As far as comics go, there are many styles, most have a generic 3 or 4 panel thing with their content essentially making or breaking it. It’s nice to see something break the mold for a change. This is like, I don’t know, the art deco of comics. The characters look like they’re based off signs from a bathroom door (with some minor modifications) but that simplicity gives it a great sense of charm. Heck, Anna, if you’re reading this, you should get into the art business if whole medical thing goes down the tubes. Facial expressions are something I always look at. Here we’re only given the characters’ eyes, but more than enough emotion is conveyed across to the reader.

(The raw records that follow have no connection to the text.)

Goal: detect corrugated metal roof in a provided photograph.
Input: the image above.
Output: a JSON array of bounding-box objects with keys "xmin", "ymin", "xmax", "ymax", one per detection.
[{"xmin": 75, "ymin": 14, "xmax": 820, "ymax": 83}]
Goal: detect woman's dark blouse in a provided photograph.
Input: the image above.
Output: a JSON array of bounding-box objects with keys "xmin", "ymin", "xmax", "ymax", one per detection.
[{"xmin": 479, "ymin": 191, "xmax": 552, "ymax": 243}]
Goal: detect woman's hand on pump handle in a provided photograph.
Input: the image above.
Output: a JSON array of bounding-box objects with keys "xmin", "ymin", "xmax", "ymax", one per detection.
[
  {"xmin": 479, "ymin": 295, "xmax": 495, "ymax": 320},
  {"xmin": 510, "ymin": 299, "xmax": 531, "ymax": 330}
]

It truly is a unique perspective, elegant in its simplicity and side-splitting in its hilarity. And if I may paraphrase the site itself, it explains why they call it a medical “practice”. Fortunately for us all, practice makes perfect… But then nobody’s perfect… Who the hell is practising then? You know what, I’ve confused myself. The Practice updates pretty much daily, and you can follow Ms Bancroft’s musings on twitter. Oh, and here’s your taster, chief!
Wednesday 4 March 2009
Man oh man, I love pandas. So when I happened across Pandamonium!! I was pretty excited. There aren’t nearly enough Pandas out there in the webcomic world. Written by Jonathan and Hanna Velez, Pandamonium!! follows the tale of a Panda, his son and their sometimes pal Frank, the monkey and their life in the city zoo. Pandas, being the fuzziest of all the endangered species, are treated like kings. Endangered kings! So prep your eye-buds for some lazy-ass-panda-oriented humour, kids. Because that’s what this is. And having only started in December, there’s not much catching up to do!
Now this isn’t really a story-style comic, but there are a few related comics throughout. And there are some very nifty one-offs! Speaking honestly, the pure fact that they’re pandas is what makes this comic. It’s not something overly clever or witty but, by gum, there be panda bears! And a fair few of the strips within had me chortling (who says that anymore?). I’m not sure what I can really compare it to, it’s not spectacular. But… Pandas!
The obligatory paragraph on the artwork is here! There’s really not much to say. It’s mostly a simple black and white comic, with some of the one-off exceptions. The drawings are pretty… Hm… Is “meh” a word yet? Naw, it's ok and definitely getting better. Further, the pandas are cute and it all adds to the charm. And that’s what matters in the end, right? And Tin Man, you had a heart all along! And Scarecrow, so did you!
All in all, I’ll be following Pandamonium!!, and here’s why. It’s got potential. You know my motto, new webcomics are still finding their feet, their niche and their comfort zone artistically. I wish it the best! Here’s a taste of some of the good stuff.
I’d also like to add (as an addendum, yes) that all suggestions for review are welcome with open arms! Though I do generally review comics that are less than a year old. Long story short, check out Galaxion. It’s Sci-Fi and it’s awesome, and it’s been running since March ’07, so I won’t be reviewing it. Sorry! But you can expect Twitters about it! Or “tweets”. Or whatever they’re called.